Now it is the next sentence that is more worrisome: "What we have agreed in Geneva is we are going to be working on a Peace Clause .. which allows negotiators to find a more permanent solution for the long term. He was addressing the Confederation of Indian Industry (CII). The Indian Express (Oct 8, 2013) says: Negotiations for a deal at the Bali meet are struck over the tenure of an interim resolution on the demand by G-33 developing countries on food security. While the G-33 is demanding the tenure of the peace clause to be 10 years, developed countries such as US are ready to accept only a 2-3 year period. (See this report: WTO Chief seeks support for Bali ministerial meet. http://www.indianexpress.com/
The Peace Clause provided exemption for those countries who used export subsidies for agriculture beyond the permissible limit. These countries could not be challenged before the dispute panel during the 'Peace Clause' period. It expired in 2003.
The compromise that India is therefore willing to exercise to ensure that the Bali negotiations proceeds ahead without any hiccup will now bring millions of hungry on the chopping block. It also threatens the livelihood security of millions of small farmers who receive an assured minimum support price for their crop produce. Already, as per WTO calculations, growers in India are getting 24 per cent more minimum support price for paddy crop since the base period of 1986-88. As per the de-minimis criteria, Article 6.4 (b) of the Agreement on Agriculture provides for total support not to exceed 10 per cent of the total value of production for most developing members (except for China, where it is 8.5 per cent as part of its accession commitments).
There was a proposal to increase this to 15 per cent (In Rev 1 of the draft modalities as mentioned in TN/AG/W/4/Rev.1) but somehow this got removed in the next revision of the draft modalities. Indian negotiators are saying that an increase in de-minimis criteria from 10 to 15 per cent could be the possible solution. But India is under tremendous pressure from US/EU to either do away with the commitments of ensuring food security to 67 per cent of the population or agree to a Peace Clause that allows the issue to be deferred by another 2-3 years. By that time, US would have managed to push through an agreement on trade facilitation that primarily benefits its own industry.

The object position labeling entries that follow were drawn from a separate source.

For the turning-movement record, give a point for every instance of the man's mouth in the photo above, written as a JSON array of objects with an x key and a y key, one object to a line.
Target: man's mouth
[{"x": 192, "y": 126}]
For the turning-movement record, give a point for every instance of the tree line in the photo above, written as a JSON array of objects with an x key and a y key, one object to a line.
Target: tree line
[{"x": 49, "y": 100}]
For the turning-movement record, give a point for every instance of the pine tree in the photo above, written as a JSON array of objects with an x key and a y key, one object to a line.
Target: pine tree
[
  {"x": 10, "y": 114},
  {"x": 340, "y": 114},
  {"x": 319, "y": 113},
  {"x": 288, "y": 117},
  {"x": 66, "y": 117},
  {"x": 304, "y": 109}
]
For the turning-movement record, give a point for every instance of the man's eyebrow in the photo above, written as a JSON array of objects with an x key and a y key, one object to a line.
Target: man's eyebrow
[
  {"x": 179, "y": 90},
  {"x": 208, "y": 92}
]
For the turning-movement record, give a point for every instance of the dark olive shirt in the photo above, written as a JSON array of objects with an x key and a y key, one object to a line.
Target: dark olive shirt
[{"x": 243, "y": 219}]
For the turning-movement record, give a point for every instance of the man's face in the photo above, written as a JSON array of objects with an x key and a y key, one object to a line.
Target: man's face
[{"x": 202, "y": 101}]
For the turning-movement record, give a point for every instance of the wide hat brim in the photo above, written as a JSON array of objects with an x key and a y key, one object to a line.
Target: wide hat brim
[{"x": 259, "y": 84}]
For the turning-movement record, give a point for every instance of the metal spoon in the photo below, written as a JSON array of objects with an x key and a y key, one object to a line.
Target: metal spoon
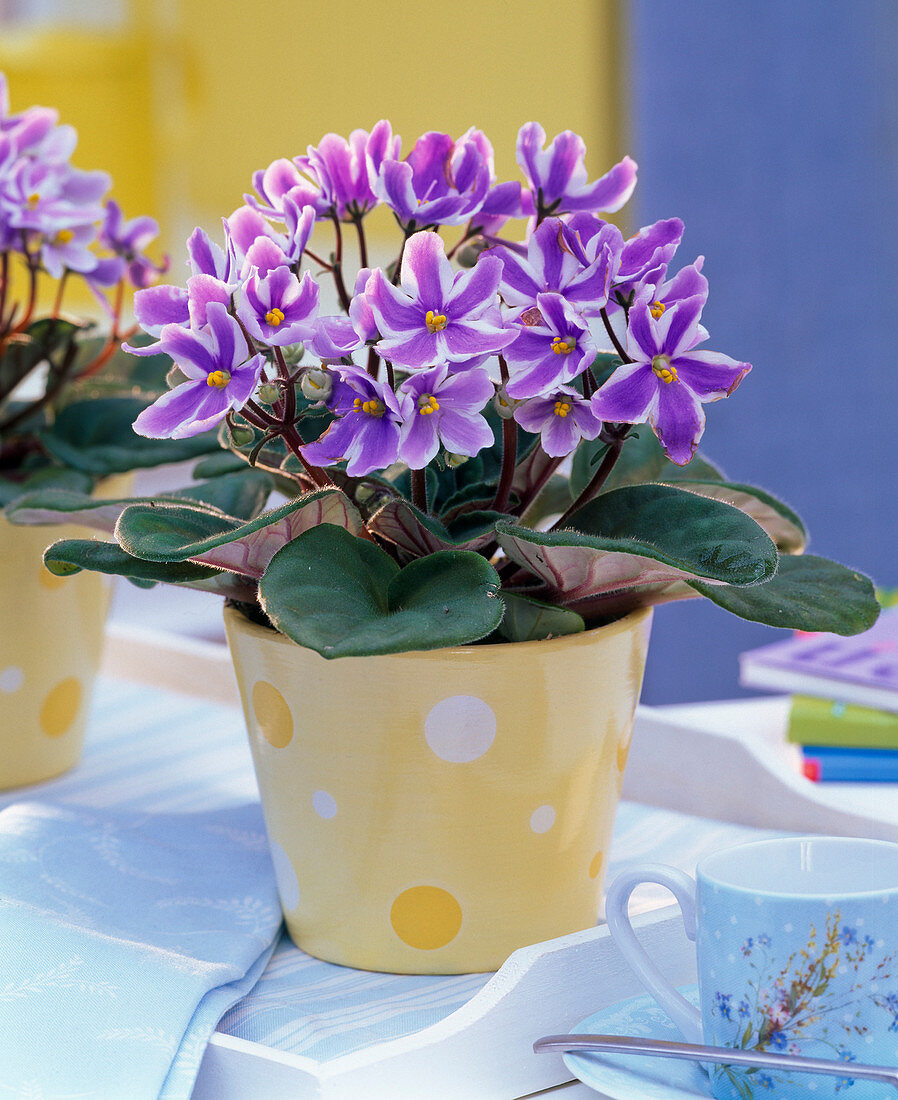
[{"x": 730, "y": 1056}]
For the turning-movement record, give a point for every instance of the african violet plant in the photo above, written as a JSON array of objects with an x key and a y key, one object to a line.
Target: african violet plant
[
  {"x": 501, "y": 450},
  {"x": 67, "y": 395}
]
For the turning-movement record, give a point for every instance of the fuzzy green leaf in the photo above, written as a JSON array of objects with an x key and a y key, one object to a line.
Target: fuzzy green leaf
[
  {"x": 528, "y": 619},
  {"x": 808, "y": 593},
  {"x": 343, "y": 596},
  {"x": 96, "y": 436},
  {"x": 177, "y": 531}
]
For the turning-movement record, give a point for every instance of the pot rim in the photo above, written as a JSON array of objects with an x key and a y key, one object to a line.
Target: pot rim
[{"x": 238, "y": 620}]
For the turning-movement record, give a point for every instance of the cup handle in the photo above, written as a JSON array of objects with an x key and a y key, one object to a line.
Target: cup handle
[{"x": 686, "y": 1016}]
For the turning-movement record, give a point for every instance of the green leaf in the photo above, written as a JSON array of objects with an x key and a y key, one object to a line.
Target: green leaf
[
  {"x": 780, "y": 523},
  {"x": 29, "y": 349},
  {"x": 528, "y": 619},
  {"x": 642, "y": 460},
  {"x": 45, "y": 479},
  {"x": 72, "y": 556},
  {"x": 705, "y": 537},
  {"x": 343, "y": 596},
  {"x": 417, "y": 535},
  {"x": 168, "y": 530},
  {"x": 96, "y": 437},
  {"x": 808, "y": 593}
]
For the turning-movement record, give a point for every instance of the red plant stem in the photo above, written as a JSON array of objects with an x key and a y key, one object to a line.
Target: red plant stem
[
  {"x": 508, "y": 461},
  {"x": 338, "y": 263},
  {"x": 362, "y": 242},
  {"x": 619, "y": 432},
  {"x": 617, "y": 345}
]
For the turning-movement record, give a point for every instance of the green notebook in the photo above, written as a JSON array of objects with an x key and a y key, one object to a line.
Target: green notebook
[{"x": 824, "y": 722}]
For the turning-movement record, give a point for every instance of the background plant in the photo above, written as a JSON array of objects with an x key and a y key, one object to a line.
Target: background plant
[
  {"x": 67, "y": 394},
  {"x": 502, "y": 449}
]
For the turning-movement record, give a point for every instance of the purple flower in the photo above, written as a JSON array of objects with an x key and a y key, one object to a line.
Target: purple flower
[
  {"x": 668, "y": 382},
  {"x": 562, "y": 419},
  {"x": 556, "y": 262},
  {"x": 278, "y": 308},
  {"x": 558, "y": 175},
  {"x": 69, "y": 248},
  {"x": 128, "y": 240},
  {"x": 440, "y": 183},
  {"x": 340, "y": 167},
  {"x": 222, "y": 375},
  {"x": 550, "y": 352},
  {"x": 438, "y": 407},
  {"x": 367, "y": 429},
  {"x": 437, "y": 315}
]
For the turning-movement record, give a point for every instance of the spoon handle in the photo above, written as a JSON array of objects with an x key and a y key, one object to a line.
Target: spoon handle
[{"x": 731, "y": 1056}]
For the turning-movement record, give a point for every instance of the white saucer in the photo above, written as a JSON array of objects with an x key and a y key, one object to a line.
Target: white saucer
[{"x": 638, "y": 1077}]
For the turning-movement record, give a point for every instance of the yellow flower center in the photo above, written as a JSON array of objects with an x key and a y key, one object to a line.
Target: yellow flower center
[
  {"x": 564, "y": 347},
  {"x": 664, "y": 369},
  {"x": 372, "y": 406}
]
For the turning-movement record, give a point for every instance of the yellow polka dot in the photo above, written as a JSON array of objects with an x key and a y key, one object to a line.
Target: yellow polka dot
[
  {"x": 50, "y": 581},
  {"x": 426, "y": 917},
  {"x": 272, "y": 714},
  {"x": 61, "y": 707}
]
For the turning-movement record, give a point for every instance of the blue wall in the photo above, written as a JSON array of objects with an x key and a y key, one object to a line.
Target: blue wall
[{"x": 771, "y": 130}]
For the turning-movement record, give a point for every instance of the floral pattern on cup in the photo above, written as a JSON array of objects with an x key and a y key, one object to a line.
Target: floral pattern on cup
[{"x": 814, "y": 997}]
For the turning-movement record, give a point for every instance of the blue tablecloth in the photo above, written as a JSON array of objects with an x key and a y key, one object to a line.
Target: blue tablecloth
[{"x": 161, "y": 752}]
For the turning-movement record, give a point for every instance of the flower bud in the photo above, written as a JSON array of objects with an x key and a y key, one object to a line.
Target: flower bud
[
  {"x": 269, "y": 394},
  {"x": 317, "y": 384},
  {"x": 504, "y": 405},
  {"x": 241, "y": 436},
  {"x": 293, "y": 354}
]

The best solution would be to change the reference year from 1986-88 to somewhere more closer, especially after 2007 when the world witnessed a global food crisis that resulted in food riots in 37 countries. Considering that between 1986-88 and 2013, the price of rice and wheat have increased by more than 300 per cent, and prices of inputs like fertilisers has risen by 480 per cent in the same period (World Bank commodity price data), the base period of 1986088 certainly has become outdated. Now this is where India needs to exert pressure rather than accepting the Peace Clause as a solution simply because it gives the ruling UPA Government an easy walkover before the 2014 elections.
Deferring the contentious issue is not a solution. India must stand up and resist developed countries pressure. After all, it is India's responsibility to feed its hungry population as well as the ensure livelihood security for its 600 million farmers. Even if Bali Ministerial fails, India cannot compromise the fate of 2/3rd of its population. The hungry in India cannot be traded at the altar of development.
Meanwhile, agricultural subsidies in the developed countries have risen from $ 350 billion in 1996 to $ 406 billion in 2011 (Read Martin Khor at http://www.globalissues.org/
India therefore need not worry about the future of WTO. Even economist Jagdish Bhagwati who has been a staunch supporter of a flawed trading regime, has finally acknowledged that "multilateral trading system is dead." He was speaking at New York on Sept 27. "The Doha Lite deal being attempted in Bali, is like a decaf and light coffee and we are trying to save the Doha Round, which is similar to the steps taken to save the Cancun Round on climate change issues."
Why should India therefore be making an effort to revive the dead horse by sacrificing its millions of hungry, including farmers and fishermen? Why can't it make instead an effort to find a better burial ground for what I have always called as the Wrong Trade Organisation??